Starość nie radość. Młodość też nie. / Stypendium na studia w Japonii
Do napisania tego zainspirowała mnie rozmowa z @barreloflaughs. Ogólnie wszystko miło, typowa niedzielka - niby fajnie, ale cień poniedziałku już nad tobą wisi.
Po tym, jak wróciłam z wycieczki nie było mnie w szkole przez kilka dni (bo ostatniego dnia tam gdzie spałam cały czas otwierali balkon i się rozchorowałam ;-;), aczkolwiek w większości moja nieobecność nałożyła się na strajk, więc niby nie powinno być problemu. No a tu nagle kolega mi pisze, że jutro mamy 3 sprawdziany. No trochę mi to psuje wizję tego dnia, bo chciałam się zająć innymi sprawami, i w ogóle mi akurat ciężko się skupić na obowiązkach gdy jest ich za dużo [*]

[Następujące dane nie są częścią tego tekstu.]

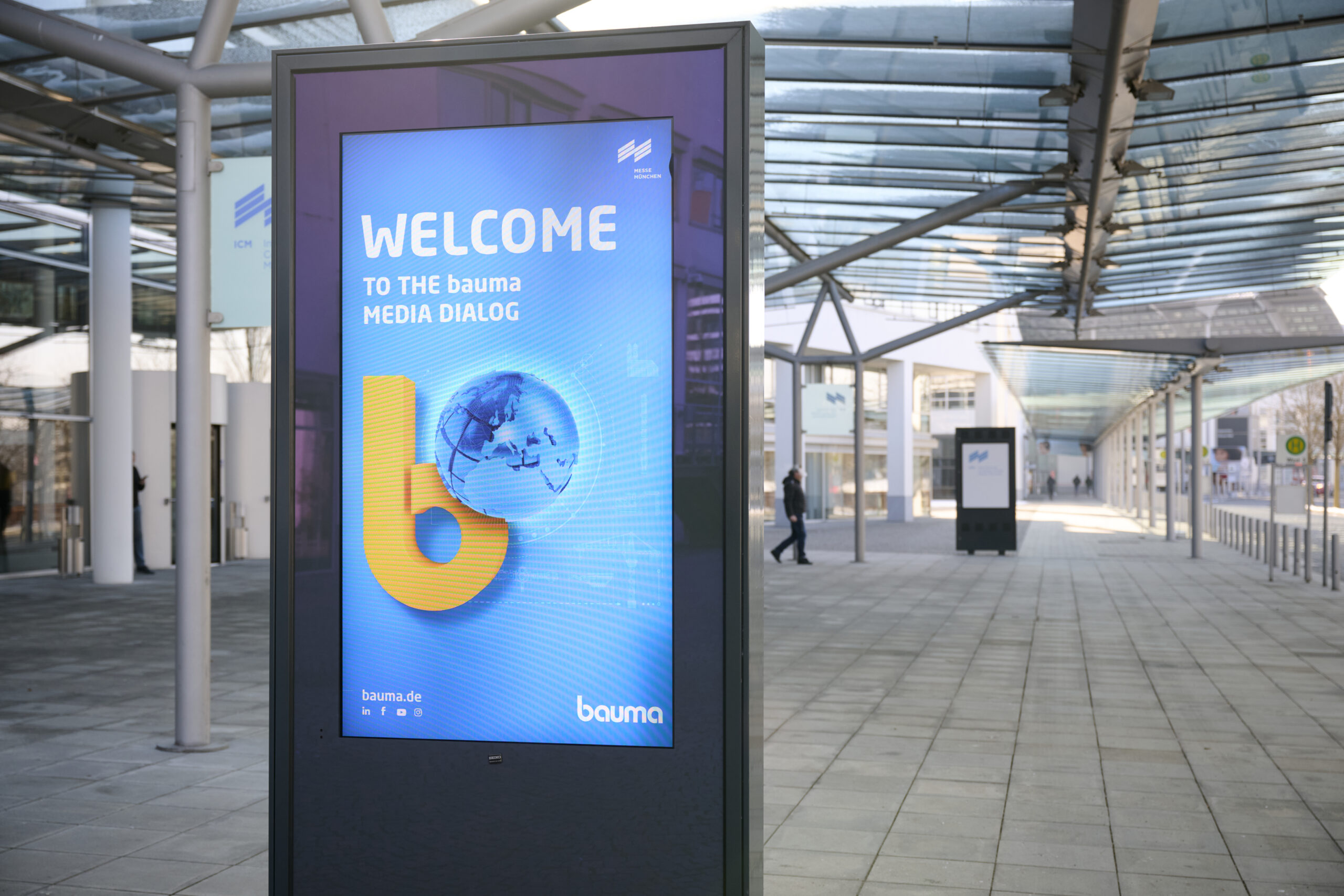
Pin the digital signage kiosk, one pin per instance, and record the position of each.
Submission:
(517, 596)
(987, 489)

No i tak widzicie - będąc młodym musicie się troszczyć o wyniki w szkole, ucząc się w większości niepotrzebnych rzeczy, no i w konsekwencji marnując naprawdę dużo czasu. Jednak najgorsze jest nie dostrzeganie sensu w tym, co się robi.
Gdy osiągniemy już dorosłość przychodzi czas na pracę, czyli znów często wypruwanie sobie żył przez pół dnia, dla pieniędzy dzięki którym utrzymasz swoją egzystencję na minimalnym/średnim poziomie komfortu. Bardzo dużym minusem jest też zdecydowanie mniejsza ilość wolnego niż w szkole.
No i potem starość. Już w ogóle aż serce boli, jak się widzi tryb życia starszych osób, tym bardziej mieszkających samotnie. Wstaną rano, zjedzą coś, pójdą do kogoś, zjedzą coś, obejrzą serial, wiadomości, zjedzą coś, i idą spać jak tylko zaczyna robić się ciemno. To już w ogóle jest dla mnie przerażające.
To wszystko to nie musi być jakąś przepowiednią względem naszych żyć, opisuję jedynie to, co często można zobaczyć. Jednocześnie wszędzie dobrze, gdzie nas nie ma - za młodu marzymy o wolności dorosłych, będąc już starszymi, za sprawnością ciała. W sumie to chyba zawsze, większości będzie czegoś brakować.
Jednocześnie myślę, że najlepszym co można zrobić będąc młodym, to już próbować pracować/ wchodzić jakkolwiek w świat biznesu, bo potem to doświadczenie będzie nieocenione, gdy inni zaczną dopiero zapoznawać się z podstawami. Szkołę skończy prawie każdy, nie czyni cię to specjalnie atrakcyjnym na rynku pracy - warto postawić na rzeczywiste umiejętności.
I tak naprawdę myślę, że mało osób jest zadowolonych ze swojego życia. Jednocześnie niemal na wszystko można wpłynąć, jeśli tylko chcemy działać.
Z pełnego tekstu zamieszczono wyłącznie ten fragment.